A third of women who take single-dose nevirapine (Viramune) to prevent mother-to-child transmission of HIV have virus resistant to non-nucleoside reverse transcriptase inhibitors (NNRTIs) present in their breastmilk eight weeks after giving birth, according to a study published in the October 1st edition of Clinical Infectious Diseases (now online). The investigators also found that almost three quarters of women had detectable HIV in their breastmilk and that women with mastitis – breast tissue inflammation – had significantly higher levels of HIV shedding, leading the researchers to recommend that “interventions to reduce mastitis…are warranted, to increase the safety of breast-feeding and prevent breastmilk transmission of HIV.”
It is estimated that over 600,000 infants were infected with HIV via mother-to-child transmission in sub-Saharan Africa in 2003, and that a third of these infections were due to breast-feeding. Mastitis has been associated with increased viral load in breastmilk and a higher risk of mother-to-child transmission.
Although single-dose nevirapine has been shown to substantially reduce mother-to-child transmission, there is a significant risk that HIV resistance to drugs in the NNRTI class will evolve.
As the effects of single-dose nevirapine are unknown on HIV shedding in breastmilk, investigators in Zimbabwe examined HIV viral load in both breastmilk and blood eight weeks after treatment with the drug was provided. The effect of mastitis on viral load in breastmilk was also determined. NNRTI-resistance mutations in both plasma and breastmilk were also identified.
Thirty-two women were enrolled in the study (HIVNET 023) and all were provided with 200mg of nevirapine at the onset of labour. Viral load in plasma was above 400 copies/ml in 29 (91%) of the women eight weeks after giving birth, with median viral load being 50,000 copies/ml. A total of 23 women (72%) had HIV detectable in their eight-week breastmilk sample, the median viral load being 160 copies/ml.
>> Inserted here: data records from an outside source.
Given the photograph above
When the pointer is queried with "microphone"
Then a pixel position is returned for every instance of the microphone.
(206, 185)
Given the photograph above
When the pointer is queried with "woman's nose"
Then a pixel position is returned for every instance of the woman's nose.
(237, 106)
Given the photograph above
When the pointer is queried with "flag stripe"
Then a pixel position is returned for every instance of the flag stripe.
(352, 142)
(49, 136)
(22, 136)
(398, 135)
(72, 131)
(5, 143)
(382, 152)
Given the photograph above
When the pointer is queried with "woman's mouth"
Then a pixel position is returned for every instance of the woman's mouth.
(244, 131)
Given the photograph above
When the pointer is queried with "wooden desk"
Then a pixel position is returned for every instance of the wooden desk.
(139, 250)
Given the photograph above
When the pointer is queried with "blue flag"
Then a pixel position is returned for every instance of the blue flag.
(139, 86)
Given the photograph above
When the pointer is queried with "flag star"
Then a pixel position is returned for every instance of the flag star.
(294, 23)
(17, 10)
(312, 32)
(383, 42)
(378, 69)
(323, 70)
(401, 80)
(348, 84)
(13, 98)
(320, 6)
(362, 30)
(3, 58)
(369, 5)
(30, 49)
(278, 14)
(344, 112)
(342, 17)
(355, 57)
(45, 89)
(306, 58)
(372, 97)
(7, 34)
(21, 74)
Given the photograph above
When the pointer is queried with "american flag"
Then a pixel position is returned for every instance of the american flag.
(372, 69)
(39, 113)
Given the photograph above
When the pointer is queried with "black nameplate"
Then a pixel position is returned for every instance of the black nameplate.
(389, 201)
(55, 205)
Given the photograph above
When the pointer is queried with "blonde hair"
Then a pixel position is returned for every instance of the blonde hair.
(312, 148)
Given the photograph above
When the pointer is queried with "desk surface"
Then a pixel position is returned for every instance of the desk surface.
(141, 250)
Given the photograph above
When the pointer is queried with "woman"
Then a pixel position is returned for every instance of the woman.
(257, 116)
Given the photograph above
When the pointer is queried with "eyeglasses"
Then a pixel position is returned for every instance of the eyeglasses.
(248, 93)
Mastitis was present in 17 women (57%) and the investigators calculated that these women were 5.4-fold more likely to have viral load levels in their breastmilk above the study median.
Resistance testing indicated that eleven (32%) women had at least one NNRTI mutation present eight weeks after delivery which was not present at baseline. The most common mutation was K103N. Women with resistance mutations had significantly lower CD4 cell counts than women who did not (320 cells/mm3 versus 400 cells/mm3).
Breastmilk samples from 20 women were subjected to resistance testing. Of these 20 samples, 13 (65%) had at least one resistance mutation present.
The investigators then looked at the subset of women who had resistance tests performed on both their plasma and breastmilk samples. They found that ten (50%) had an NNRTI resistance mutation in their plasma and 13 (65%) had NNRTI resistance in their breastmilk. Further analysis showed that the resistance pattern was identical in breastmilk and plasma in ten of the women.
Resistance to drugs from the nucleoside analogue reverse transcriptase inhibitor class (NRTI) was identified in plasma or breastmilk samples from five women.
One infant became infected with HIV whilst breast-fed. Although his mother harboured NNRTI resistant virus, the infant was infected with wildtype HIV.
“The observation of drug-resistant virus in a high proportion of single-dose nevirapine-exposed women who breastfeed their infants is of concern”, comment the investigators.
Lee JE et al. Breastmilk shedding of drug-resistant HIV-1 subtype-C in women exposed to single-dose nevirapine. Clin Infect Dis: 192 (online edition), 2005.